Areas for cross examination are suggested by our codes of evidence. Does the witness have the opportunity, capacity, or reason to perceive? Is the witness’ memory good on a particular point? Does the witness have the capacity to adequately communicate? Is the witness truthful? Is there bias, interest, or other motive at play that colors the testimony? Is there something about the witness’ past state of mind that brings the testimony into question? And what is the witness’ knowledge, or lack thereof, on the key points?
Know your outline cold so that you can keep your head out of your notes and up at trial to observe the witness, the judge, and the jury. Order your examination so that you begin with a strong point — perhaps on the last topic of the direct examination — and finish with a strong point.

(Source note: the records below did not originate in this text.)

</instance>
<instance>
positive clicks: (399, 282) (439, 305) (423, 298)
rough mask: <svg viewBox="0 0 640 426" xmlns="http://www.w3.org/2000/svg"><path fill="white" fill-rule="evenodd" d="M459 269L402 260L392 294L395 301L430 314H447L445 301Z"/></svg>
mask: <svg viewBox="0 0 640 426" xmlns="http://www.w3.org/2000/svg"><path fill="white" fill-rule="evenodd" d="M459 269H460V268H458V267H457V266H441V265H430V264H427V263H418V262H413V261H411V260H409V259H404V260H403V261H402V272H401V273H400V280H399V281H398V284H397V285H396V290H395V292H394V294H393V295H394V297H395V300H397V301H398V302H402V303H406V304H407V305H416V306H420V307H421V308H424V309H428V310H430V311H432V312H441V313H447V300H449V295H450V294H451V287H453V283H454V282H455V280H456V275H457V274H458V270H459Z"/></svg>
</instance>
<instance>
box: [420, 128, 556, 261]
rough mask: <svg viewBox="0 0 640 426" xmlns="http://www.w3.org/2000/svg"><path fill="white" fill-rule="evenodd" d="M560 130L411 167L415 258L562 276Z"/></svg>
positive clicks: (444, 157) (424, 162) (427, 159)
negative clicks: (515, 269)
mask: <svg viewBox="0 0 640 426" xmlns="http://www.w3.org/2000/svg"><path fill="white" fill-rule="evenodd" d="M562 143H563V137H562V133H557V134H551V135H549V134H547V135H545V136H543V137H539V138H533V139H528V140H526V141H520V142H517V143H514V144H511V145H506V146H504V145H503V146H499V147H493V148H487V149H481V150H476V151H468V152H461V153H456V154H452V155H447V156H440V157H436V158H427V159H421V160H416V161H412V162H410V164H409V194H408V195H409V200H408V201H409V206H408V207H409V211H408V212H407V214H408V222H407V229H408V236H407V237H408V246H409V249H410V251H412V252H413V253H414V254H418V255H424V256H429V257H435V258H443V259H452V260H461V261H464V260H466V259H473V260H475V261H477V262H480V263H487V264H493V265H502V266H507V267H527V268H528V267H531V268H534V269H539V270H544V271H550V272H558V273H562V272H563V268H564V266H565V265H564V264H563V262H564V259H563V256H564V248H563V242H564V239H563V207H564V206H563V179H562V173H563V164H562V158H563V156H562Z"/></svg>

Keep your objective in mind. The desired end result of a good cross is to develop clear statements from the witness that aid your case (sound bites) and that, in turn, can be used persuasively in closing argument.
As you cross examine, foreclose all explanations that the witness might give before confronting with the main point or impeaching material. This will require you to plot out possible responses that may be given during the testimony so you can frame questions that can be used depending on the answer.

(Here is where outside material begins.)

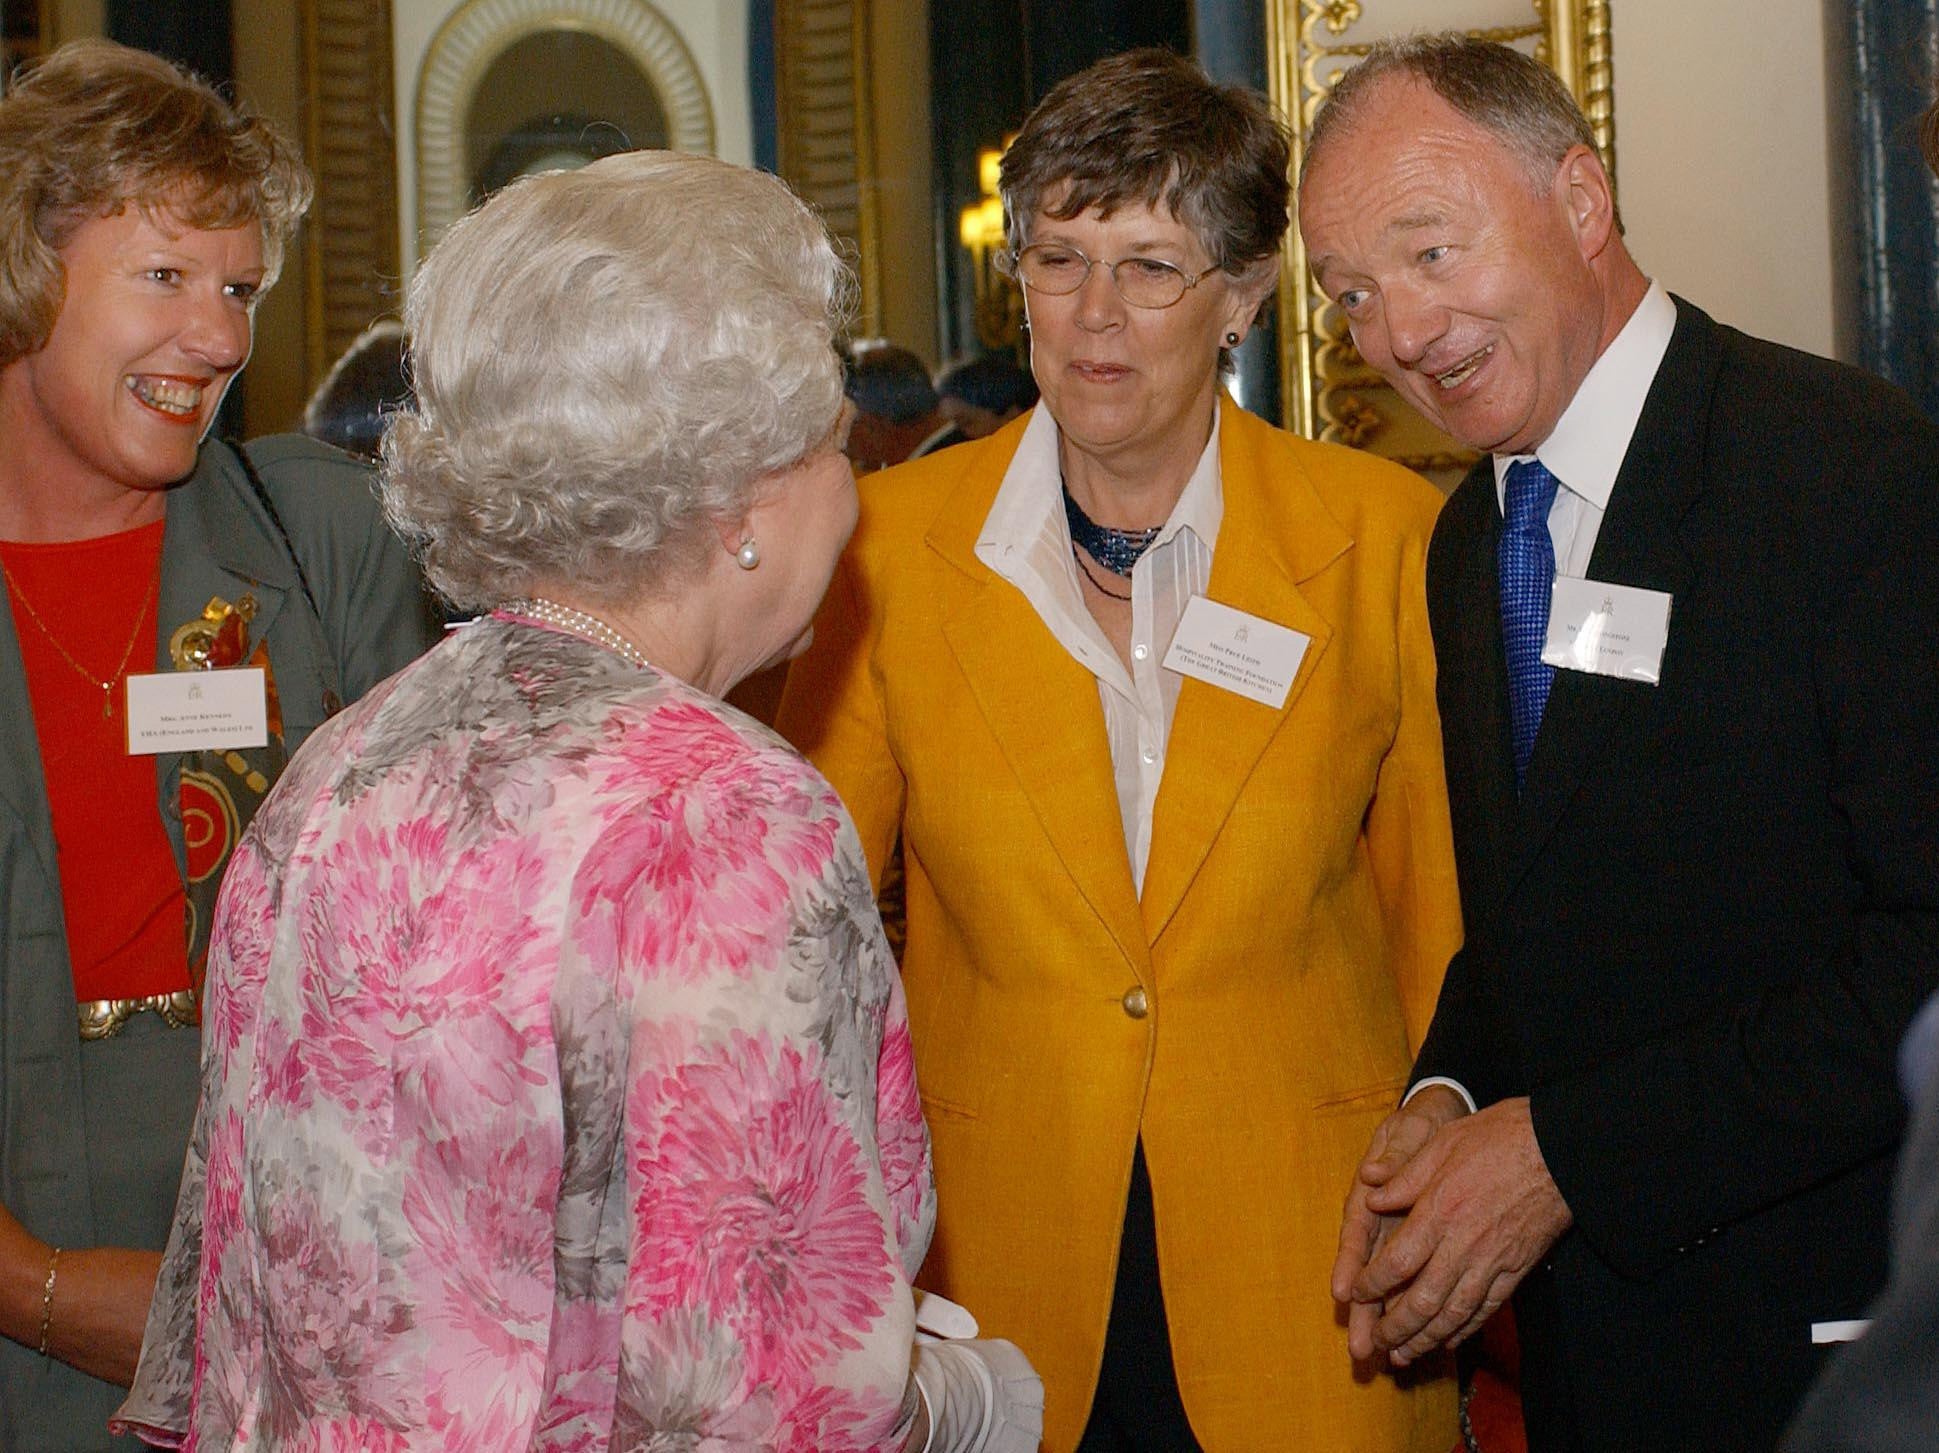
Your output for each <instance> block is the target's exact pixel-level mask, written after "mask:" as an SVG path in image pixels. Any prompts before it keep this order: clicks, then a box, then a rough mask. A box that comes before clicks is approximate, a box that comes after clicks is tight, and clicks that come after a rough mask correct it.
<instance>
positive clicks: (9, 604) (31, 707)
mask: <svg viewBox="0 0 1939 1453" xmlns="http://www.w3.org/2000/svg"><path fill="white" fill-rule="evenodd" d="M16 629H17V623H16V621H14V603H12V599H10V597H8V592H6V590H0V689H4V702H6V704H4V708H0V716H4V727H6V751H0V807H4V809H6V811H10V813H12V815H14V817H16V819H17V823H19V828H17V830H19V836H21V838H25V842H27V844H29V846H31V848H33V857H35V861H37V863H39V865H41V873H43V875H45V879H47V883H48V885H52V883H54V881H56V879H54V821H52V817H50V815H48V809H47V786H45V776H43V770H41V737H39V733H37V731H35V724H33V704H31V702H29V698H27V667H25V663H23V662H21V654H19V636H17V634H16ZM4 997H6V995H4V987H0V999H4Z"/></svg>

As a general rule, impeach only on major points that are easily understandable. And when you impeach by a prior inconsistent statement, make sure the jury knows why the earlier statement is at odds with the trial testimony. A common method for impeachment is the “confirm, credit, confront” technique. First, confirm what you and the jury heard. For example: “I heard you say the light was red for north bound travel on Main.” The purpose is not to underscore the undesirable testimony, but to simply gesture to it. Second, credit earlier testimony. “That’s not what you’ve always said though.” Then continue with a series of questions to strengthen the earlier testimony. “You were deposed under oath. You gave truthful testimony at an earlier time. Your testimony was recorded by a court reporter. You had a chance to review the testimony after you gave it. You made no changes to it.” Third, confront the witness with the earlier testimony. After signaling to the court and opposing counsel the portion of the transcript to be read, say: “I’m showing you that deposition transcript and ask you read along silently with me while I read the question and your answer.” Read the relevant portion of the transcript. Then simply ask the witness: “Did I read that correctly?” And hopefully, you have! Then stop.

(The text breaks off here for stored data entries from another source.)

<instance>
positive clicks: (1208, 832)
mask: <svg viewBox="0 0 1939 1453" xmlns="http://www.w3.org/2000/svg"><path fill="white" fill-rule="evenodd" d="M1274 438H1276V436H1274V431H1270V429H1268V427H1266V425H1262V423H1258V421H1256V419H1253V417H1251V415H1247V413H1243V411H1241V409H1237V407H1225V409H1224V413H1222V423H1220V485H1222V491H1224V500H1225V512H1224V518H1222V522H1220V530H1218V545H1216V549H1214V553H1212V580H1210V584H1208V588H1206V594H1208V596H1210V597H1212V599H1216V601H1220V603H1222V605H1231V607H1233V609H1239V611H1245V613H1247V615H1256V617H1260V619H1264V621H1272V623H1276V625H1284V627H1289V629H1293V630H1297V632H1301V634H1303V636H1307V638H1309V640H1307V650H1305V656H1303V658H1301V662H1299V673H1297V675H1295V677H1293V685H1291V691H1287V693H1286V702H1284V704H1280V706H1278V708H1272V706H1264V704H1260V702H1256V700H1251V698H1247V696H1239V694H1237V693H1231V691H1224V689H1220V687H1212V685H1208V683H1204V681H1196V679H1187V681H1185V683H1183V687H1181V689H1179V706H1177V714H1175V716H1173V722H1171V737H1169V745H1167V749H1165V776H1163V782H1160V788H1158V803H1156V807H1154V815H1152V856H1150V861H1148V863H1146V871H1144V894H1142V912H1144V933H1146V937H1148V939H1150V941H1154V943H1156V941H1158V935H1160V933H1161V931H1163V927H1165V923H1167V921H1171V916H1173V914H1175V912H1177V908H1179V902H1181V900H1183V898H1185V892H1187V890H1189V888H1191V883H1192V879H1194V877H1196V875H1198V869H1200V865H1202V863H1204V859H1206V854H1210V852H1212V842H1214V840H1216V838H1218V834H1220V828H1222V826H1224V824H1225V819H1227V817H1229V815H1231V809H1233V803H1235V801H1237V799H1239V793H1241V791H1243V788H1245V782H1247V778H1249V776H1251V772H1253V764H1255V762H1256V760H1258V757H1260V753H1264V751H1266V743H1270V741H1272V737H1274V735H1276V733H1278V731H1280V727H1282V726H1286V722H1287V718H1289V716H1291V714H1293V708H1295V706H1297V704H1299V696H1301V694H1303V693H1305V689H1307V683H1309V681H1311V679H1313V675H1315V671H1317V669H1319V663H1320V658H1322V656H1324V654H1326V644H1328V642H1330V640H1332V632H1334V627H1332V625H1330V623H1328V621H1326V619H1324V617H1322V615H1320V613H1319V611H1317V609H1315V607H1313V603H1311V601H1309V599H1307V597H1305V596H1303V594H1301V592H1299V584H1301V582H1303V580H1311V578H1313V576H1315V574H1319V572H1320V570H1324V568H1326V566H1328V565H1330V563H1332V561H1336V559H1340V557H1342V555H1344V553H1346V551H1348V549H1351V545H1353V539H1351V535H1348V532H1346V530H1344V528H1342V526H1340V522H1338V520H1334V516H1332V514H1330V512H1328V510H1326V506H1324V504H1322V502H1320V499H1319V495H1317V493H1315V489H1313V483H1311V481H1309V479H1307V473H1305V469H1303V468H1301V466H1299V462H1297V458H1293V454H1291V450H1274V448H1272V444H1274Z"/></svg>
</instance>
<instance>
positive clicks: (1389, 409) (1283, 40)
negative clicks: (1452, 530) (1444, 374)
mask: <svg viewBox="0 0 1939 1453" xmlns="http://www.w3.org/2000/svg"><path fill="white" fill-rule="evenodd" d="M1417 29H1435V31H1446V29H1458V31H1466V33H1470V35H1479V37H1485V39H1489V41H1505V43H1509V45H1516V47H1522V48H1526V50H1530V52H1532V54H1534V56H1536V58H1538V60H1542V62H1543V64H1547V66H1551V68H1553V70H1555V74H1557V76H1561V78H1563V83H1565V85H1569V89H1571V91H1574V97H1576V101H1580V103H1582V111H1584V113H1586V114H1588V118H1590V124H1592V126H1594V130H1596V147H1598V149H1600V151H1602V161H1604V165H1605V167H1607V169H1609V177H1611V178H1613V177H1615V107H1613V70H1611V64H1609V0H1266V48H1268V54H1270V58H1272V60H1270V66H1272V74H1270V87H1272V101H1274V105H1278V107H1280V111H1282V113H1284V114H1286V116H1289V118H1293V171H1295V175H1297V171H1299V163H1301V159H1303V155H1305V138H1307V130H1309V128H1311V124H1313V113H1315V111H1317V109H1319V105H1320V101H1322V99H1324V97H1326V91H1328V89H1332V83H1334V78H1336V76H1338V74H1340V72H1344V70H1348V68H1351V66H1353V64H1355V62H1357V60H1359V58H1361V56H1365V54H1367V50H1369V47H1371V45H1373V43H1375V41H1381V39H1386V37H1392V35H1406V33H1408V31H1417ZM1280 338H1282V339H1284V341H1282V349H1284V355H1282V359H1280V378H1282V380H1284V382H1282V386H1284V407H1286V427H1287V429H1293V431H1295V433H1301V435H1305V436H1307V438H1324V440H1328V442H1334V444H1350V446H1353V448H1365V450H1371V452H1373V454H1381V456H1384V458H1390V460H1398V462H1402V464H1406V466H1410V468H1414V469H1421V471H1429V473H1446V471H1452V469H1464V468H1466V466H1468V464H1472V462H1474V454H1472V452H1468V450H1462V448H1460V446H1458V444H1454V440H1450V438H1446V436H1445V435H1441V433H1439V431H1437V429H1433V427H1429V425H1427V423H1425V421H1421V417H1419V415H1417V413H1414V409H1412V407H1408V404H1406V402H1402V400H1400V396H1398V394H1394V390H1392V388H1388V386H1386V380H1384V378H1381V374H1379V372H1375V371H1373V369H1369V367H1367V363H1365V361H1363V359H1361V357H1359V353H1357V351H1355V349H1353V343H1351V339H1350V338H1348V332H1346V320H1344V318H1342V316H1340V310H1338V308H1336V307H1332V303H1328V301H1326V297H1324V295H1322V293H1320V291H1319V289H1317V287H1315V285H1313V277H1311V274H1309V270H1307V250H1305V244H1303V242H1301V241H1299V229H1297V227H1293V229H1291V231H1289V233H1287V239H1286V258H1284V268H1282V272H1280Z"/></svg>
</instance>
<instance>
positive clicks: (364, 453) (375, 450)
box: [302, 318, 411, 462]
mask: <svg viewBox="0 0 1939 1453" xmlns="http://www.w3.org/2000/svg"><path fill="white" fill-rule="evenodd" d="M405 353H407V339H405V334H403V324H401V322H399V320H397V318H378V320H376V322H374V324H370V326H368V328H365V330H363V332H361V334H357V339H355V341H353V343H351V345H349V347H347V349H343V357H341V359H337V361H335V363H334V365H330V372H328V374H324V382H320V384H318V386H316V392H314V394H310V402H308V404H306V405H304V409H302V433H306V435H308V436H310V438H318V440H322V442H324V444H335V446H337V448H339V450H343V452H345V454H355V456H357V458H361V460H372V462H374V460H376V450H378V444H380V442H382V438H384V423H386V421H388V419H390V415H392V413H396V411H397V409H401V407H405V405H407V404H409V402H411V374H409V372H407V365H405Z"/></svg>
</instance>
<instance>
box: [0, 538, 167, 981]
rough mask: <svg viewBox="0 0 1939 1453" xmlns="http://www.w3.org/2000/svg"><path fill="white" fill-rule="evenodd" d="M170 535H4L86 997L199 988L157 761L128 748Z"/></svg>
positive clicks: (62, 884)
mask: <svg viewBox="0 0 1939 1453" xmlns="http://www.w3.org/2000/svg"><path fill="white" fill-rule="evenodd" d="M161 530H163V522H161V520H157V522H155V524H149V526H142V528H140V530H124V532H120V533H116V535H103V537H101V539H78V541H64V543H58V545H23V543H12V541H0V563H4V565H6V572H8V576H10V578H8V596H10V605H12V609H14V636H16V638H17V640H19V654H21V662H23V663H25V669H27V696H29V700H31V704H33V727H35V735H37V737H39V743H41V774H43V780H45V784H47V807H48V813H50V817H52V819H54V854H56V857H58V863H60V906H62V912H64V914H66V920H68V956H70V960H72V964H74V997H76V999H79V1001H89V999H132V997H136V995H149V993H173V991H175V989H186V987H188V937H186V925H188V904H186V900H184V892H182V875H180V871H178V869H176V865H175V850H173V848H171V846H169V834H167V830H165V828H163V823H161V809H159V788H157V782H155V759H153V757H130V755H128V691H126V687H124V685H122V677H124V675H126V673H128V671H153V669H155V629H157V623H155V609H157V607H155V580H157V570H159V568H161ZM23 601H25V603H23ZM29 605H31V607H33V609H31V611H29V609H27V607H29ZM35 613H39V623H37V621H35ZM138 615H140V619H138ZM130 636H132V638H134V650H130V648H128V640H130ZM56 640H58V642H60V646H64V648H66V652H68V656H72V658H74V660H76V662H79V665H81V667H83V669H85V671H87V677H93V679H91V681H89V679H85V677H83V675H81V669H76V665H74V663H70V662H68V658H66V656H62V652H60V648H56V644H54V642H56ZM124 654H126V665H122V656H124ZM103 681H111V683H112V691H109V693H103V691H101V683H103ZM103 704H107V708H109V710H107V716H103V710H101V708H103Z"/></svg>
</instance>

When cross examining, there are some clear dos and don’ts:
• Don’t ask if you don’t know unless you don’t care what the answer is;
• Don’t argue with the witness — save argument for closing;
• Don’t ask the witness to explain;
• Don’t ask the “one question too many”; and
• Do lead — in fact, do nothing else.
Good direct and cross examination begins with thorough preparation. When combined with the use of these basic techniques, you will enhance the probability your witnesses on direct will tell your client’s story effectively. And you will improve your chances of obtaining testimony on cross you can use in closing argument to support your case.